Dirk G. Brockstedt, Ph.D., senior vice president of Research and Development at Aduro added, "Our new immunohistochemistry biomarker data is interesting as it is supports our hypothesis that the tumor microenvironment is altered by our immunotherapy. These data show an increase of tumor-attacking immune cells recruited and deployed where they are needed most. We look forward to presenting final results from this trial with additional biomarker data in 2016. As previously announced, based on the compelling data thus far, we plan to advance the combination regimen with CRS-207 and chemotherapy into a pivotal Phase 3 clinical trial in the front-line setting."

At the time of the ESMO (Free ESMO Whitepaper) presentation, the multi-center Phase 1b study had completed enrollment with 38 patients who were chemotherapy-naïve, with unresectable MPM, good performance status (ECOG 0 or 1) and adequate organ function. Under the trial design, eligible patients received two treatments with CRS-207 two weeks apart, followed by up to six cycles of standard of care pemetrexed and cisplatin chemotherapy three weeks apart and two CRS-207 treatments three weeks apart. Clinically stable patients receive CRS-207 maintenance courses every eight weeks and are followed until disease progression. Objectives of the study are safety, immunogenicity, objective tumor responses and tumor marker kinetics.

Median duration of response was 5.3 months (95% CI: 4.7 – 16.7 months) and median progression free survival was 8.5 months (95% CI: 6.9 – 10.8 months). No treatment-related serious adverse events or unexpected toxicities were observed. Treatment, follow-up and immune response evaluations are ongoing.

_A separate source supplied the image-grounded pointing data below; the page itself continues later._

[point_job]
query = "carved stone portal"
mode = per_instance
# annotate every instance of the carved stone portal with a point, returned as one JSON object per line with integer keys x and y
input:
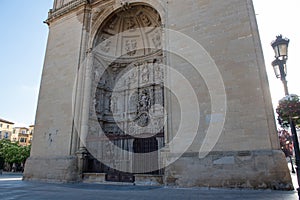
{"x": 129, "y": 94}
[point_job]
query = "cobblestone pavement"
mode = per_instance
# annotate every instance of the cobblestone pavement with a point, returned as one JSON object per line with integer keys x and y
{"x": 11, "y": 187}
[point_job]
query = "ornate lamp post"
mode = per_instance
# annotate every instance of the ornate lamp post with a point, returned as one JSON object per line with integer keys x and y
{"x": 280, "y": 46}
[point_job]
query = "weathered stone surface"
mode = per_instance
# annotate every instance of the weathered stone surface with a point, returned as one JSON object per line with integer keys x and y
{"x": 71, "y": 114}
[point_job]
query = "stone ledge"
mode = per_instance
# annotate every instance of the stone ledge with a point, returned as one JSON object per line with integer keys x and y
{"x": 146, "y": 179}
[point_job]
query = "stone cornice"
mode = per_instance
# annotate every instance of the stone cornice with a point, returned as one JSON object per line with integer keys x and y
{"x": 55, "y": 13}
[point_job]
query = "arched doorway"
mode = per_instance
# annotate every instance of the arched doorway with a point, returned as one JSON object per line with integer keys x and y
{"x": 129, "y": 94}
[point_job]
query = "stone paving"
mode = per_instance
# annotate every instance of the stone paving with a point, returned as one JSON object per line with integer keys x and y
{"x": 12, "y": 187}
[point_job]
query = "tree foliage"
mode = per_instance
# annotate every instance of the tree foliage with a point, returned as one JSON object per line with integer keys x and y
{"x": 13, "y": 153}
{"x": 288, "y": 107}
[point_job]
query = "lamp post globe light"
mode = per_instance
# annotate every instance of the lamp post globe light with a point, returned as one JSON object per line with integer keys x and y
{"x": 280, "y": 46}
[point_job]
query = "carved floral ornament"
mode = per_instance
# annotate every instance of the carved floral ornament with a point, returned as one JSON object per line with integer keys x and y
{"x": 130, "y": 33}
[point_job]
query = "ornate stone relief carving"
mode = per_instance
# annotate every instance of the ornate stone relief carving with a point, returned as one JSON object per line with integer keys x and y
{"x": 129, "y": 97}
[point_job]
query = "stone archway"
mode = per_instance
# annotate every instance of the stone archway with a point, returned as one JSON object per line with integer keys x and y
{"x": 128, "y": 96}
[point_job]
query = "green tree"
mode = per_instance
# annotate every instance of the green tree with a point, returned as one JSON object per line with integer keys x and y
{"x": 13, "y": 152}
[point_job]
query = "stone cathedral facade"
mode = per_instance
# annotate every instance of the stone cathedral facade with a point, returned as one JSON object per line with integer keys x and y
{"x": 156, "y": 92}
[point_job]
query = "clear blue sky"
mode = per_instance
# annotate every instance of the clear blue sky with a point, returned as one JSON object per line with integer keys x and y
{"x": 23, "y": 41}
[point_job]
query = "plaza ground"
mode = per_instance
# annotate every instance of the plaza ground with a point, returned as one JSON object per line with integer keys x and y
{"x": 12, "y": 187}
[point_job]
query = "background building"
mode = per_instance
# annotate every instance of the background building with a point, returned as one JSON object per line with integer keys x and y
{"x": 92, "y": 116}
{"x": 22, "y": 135}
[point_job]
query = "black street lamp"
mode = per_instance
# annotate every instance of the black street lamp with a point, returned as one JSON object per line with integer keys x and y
{"x": 280, "y": 46}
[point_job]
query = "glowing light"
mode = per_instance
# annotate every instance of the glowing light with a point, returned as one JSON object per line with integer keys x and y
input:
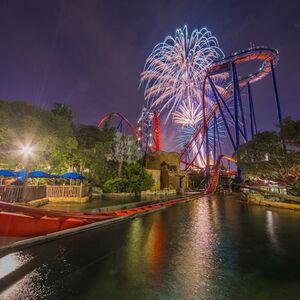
{"x": 26, "y": 150}
{"x": 174, "y": 72}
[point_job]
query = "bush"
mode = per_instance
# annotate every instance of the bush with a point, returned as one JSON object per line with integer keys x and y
{"x": 114, "y": 185}
{"x": 135, "y": 180}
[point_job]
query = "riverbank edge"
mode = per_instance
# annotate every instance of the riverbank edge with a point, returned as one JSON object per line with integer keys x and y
{"x": 257, "y": 199}
{"x": 26, "y": 243}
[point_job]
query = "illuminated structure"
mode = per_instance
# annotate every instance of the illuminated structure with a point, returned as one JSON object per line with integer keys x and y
{"x": 190, "y": 82}
{"x": 192, "y": 85}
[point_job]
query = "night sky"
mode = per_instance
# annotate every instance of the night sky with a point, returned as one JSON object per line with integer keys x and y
{"x": 90, "y": 53}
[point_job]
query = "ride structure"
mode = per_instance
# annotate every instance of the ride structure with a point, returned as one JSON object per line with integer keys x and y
{"x": 234, "y": 118}
{"x": 191, "y": 84}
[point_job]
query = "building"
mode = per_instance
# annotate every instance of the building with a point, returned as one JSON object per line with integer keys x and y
{"x": 165, "y": 170}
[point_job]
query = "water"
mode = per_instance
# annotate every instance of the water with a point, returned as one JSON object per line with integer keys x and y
{"x": 99, "y": 202}
{"x": 211, "y": 248}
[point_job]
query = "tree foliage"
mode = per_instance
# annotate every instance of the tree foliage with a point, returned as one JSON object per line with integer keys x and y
{"x": 98, "y": 154}
{"x": 264, "y": 156}
{"x": 135, "y": 180}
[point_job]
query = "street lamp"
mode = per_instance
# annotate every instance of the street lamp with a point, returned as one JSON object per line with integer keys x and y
{"x": 26, "y": 150}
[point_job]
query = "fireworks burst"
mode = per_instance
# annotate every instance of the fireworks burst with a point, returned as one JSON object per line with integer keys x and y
{"x": 175, "y": 70}
{"x": 174, "y": 77}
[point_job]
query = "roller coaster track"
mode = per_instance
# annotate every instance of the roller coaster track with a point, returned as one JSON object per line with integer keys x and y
{"x": 122, "y": 118}
{"x": 216, "y": 173}
{"x": 267, "y": 55}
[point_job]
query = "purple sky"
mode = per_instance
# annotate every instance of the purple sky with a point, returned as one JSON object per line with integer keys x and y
{"x": 89, "y": 54}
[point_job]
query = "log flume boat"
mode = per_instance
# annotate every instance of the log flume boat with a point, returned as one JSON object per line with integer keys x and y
{"x": 23, "y": 221}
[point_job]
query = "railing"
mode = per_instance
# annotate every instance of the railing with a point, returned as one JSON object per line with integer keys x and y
{"x": 12, "y": 193}
{"x": 66, "y": 191}
{"x": 282, "y": 197}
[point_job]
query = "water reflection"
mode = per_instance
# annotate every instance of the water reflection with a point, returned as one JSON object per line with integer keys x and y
{"x": 214, "y": 248}
{"x": 272, "y": 231}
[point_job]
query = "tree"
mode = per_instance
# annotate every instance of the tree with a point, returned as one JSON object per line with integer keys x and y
{"x": 135, "y": 179}
{"x": 64, "y": 111}
{"x": 290, "y": 132}
{"x": 51, "y": 136}
{"x": 124, "y": 150}
{"x": 264, "y": 157}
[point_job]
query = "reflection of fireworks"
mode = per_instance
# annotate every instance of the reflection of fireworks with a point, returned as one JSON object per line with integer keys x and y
{"x": 175, "y": 70}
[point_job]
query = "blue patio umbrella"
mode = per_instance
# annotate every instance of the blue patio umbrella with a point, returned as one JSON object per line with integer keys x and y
{"x": 38, "y": 174}
{"x": 72, "y": 175}
{"x": 7, "y": 173}
{"x": 54, "y": 176}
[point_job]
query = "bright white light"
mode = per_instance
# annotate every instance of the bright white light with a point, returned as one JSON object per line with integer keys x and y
{"x": 26, "y": 150}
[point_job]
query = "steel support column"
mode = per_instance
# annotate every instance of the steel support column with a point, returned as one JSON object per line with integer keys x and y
{"x": 236, "y": 113}
{"x": 277, "y": 100}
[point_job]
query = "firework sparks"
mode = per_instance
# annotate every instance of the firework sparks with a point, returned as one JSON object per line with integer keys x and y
{"x": 175, "y": 70}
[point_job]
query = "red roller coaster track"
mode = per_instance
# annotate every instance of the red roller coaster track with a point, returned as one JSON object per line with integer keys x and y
{"x": 123, "y": 118}
{"x": 265, "y": 54}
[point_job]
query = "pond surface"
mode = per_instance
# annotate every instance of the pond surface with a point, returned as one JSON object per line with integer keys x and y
{"x": 212, "y": 248}
{"x": 104, "y": 201}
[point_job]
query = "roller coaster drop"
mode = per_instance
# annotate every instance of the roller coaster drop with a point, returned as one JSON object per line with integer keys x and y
{"x": 234, "y": 119}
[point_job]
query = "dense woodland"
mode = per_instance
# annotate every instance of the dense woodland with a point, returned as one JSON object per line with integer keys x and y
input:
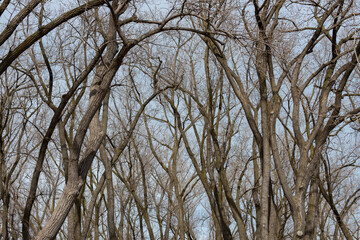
{"x": 180, "y": 119}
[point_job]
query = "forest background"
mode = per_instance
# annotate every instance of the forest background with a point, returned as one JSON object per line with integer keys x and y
{"x": 192, "y": 119}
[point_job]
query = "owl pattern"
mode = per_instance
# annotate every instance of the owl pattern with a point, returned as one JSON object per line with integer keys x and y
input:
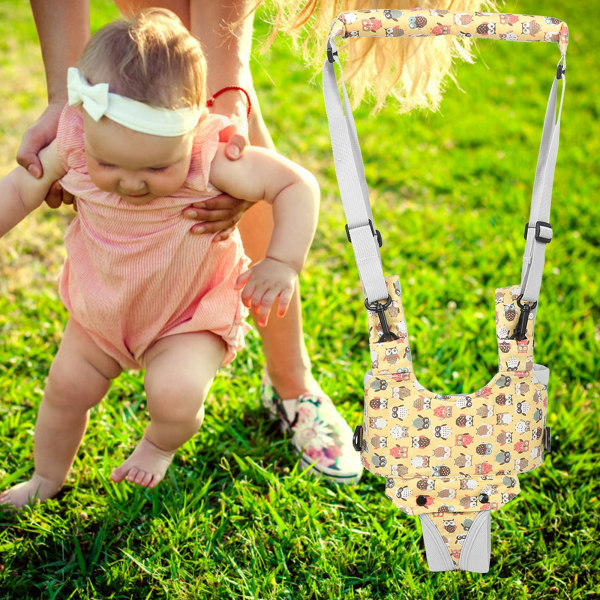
{"x": 428, "y": 445}
{"x": 417, "y": 22}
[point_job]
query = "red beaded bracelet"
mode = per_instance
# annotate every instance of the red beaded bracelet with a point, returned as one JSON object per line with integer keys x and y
{"x": 211, "y": 100}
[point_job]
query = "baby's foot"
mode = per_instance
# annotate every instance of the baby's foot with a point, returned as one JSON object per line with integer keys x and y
{"x": 21, "y": 494}
{"x": 146, "y": 466}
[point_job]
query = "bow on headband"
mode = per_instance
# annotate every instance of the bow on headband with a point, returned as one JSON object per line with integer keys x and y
{"x": 94, "y": 97}
{"x": 98, "y": 102}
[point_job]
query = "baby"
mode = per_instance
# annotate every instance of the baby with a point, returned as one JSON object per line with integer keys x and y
{"x": 135, "y": 145}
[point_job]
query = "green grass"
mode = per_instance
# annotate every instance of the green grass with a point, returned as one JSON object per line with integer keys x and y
{"x": 235, "y": 517}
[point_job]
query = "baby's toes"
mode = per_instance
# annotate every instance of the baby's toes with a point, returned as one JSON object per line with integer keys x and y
{"x": 156, "y": 479}
{"x": 133, "y": 472}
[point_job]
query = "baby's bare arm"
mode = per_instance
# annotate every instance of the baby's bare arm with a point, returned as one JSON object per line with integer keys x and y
{"x": 21, "y": 192}
{"x": 292, "y": 190}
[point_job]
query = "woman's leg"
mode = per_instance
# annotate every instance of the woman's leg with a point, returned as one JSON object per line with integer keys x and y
{"x": 179, "y": 372}
{"x": 79, "y": 378}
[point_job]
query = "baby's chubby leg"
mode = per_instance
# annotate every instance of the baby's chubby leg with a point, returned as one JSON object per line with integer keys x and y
{"x": 79, "y": 378}
{"x": 179, "y": 371}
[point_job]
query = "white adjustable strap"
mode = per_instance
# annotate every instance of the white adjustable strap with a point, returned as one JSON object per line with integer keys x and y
{"x": 350, "y": 174}
{"x": 349, "y": 169}
{"x": 538, "y": 231}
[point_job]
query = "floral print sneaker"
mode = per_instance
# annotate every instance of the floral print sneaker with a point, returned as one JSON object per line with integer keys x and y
{"x": 319, "y": 432}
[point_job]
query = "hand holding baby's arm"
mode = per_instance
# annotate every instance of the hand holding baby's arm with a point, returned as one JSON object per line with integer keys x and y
{"x": 21, "y": 192}
{"x": 294, "y": 192}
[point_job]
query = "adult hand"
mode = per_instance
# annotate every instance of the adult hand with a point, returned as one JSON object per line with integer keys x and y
{"x": 38, "y": 136}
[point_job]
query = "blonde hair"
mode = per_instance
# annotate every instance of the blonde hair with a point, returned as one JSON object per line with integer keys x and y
{"x": 150, "y": 57}
{"x": 412, "y": 70}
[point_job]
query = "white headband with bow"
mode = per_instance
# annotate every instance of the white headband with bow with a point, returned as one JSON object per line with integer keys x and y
{"x": 98, "y": 102}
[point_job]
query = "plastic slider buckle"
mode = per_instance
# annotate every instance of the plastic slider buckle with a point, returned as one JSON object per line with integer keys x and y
{"x": 374, "y": 231}
{"x": 544, "y": 237}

About Malignant Pleural Mesothelioma

Mesothelioma is a form of cancer that affects the smooth layer of mesothelial cells that surround the chest, lungs, heart and abdomen. Malignant pleural mesothelioma (MPM), which affects the thin balloon-shaped lining of the lungs, is the most common form of this disease and accounts for approximately 3,000 cases a year in the United States. MPM is an aggressive disease with a poor prognosis. Most MPM patients are not candidates for surgical resection. Based on prior studies, expected median time to progression is 5.7 months and median overall survival is 12.1 months with combination pemetrexed and cisplatin chemotherapy. The tumor-associated antigen mesothelin is overexpressed on the majority of mesothelioma tumors.

About CRS-207

CRS-207 is one of a family of product candidates based on Aduro’s live-attenuated, double-deleted (LADD) Listeria monocytogenes immunotherapy platform that induces a potent innate and T cell-mediated adaptive immune response. CRS-207 has been engineered to express the tumor-associated antigen mesothelin, which is over-expressed in many cancers including mesothelioma and pancreatic, non-small cell lung, ovarian, endometrial and gastric cancers.